Acordou assustado com a ventania que zumbia pela fresta da janela entreaberta e, procurando pelo celular, acabou derrubando-o. Para seu desespero ainda era quatro e quinze da madrugada. Poderia ter voltado a dormir, entretanto, sempre achou a madrugada inspiradora. Levantou, preparou um café forte e, sob uma meia luz, ligou seu computador. Era hora de escrever.

Antes de começar, abriu seu reprodutor de música e escolheu sua playlist favorita: Jazz Piano. Havia pouco tempo que escrever fazia parte da sua vida. Mas, de forma natural, teve sempre uma boa história para contar. Entretanto, naquele dia, as coisas pareciam ser diferentes. Releu as últimas páginas para retomar o fio da meada. Tentou imaginar os diálogos do casal apaixonado que estava criando em sua mente, porém o bloqueio mental estava lá.
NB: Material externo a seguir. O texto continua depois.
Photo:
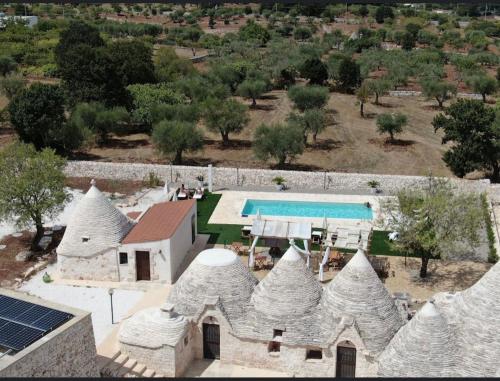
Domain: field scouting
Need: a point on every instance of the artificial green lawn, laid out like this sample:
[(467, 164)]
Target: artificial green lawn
[(227, 233), (219, 233)]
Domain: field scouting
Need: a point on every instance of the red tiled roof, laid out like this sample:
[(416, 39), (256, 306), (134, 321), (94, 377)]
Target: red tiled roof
[(133, 215), (159, 222)]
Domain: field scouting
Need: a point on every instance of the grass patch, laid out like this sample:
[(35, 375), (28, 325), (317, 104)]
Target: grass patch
[(492, 251), (227, 233), (381, 246), (219, 233)]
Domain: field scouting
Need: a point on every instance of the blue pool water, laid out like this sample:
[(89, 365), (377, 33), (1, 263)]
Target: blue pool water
[(307, 209)]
Olhando o eterno piscar do cursor do editor de texto na tela em branco, pensou em muitas coisas.

Escrever sempre lhe deu liberdade, na sua mente poderia sempre criar o que queria, da forma que melhor lhe parecia. Isso lhe causava uma alegria imensa. Contudo, dessa vez sentiu-se aprisionado, acuado e, por um momento, o que mais desejava era sair correndo e encontrar algo que lhe ajudasse a sair dessa situação. Achando que isso era apenas fome, procurou algo para comer na geladeira. Apenas um pedaço de uma pizza que possivelmente era de uns três dias estava disponível. Já era quase cinco e meia da manhã, alguma cafeteria próxima estaria aberta.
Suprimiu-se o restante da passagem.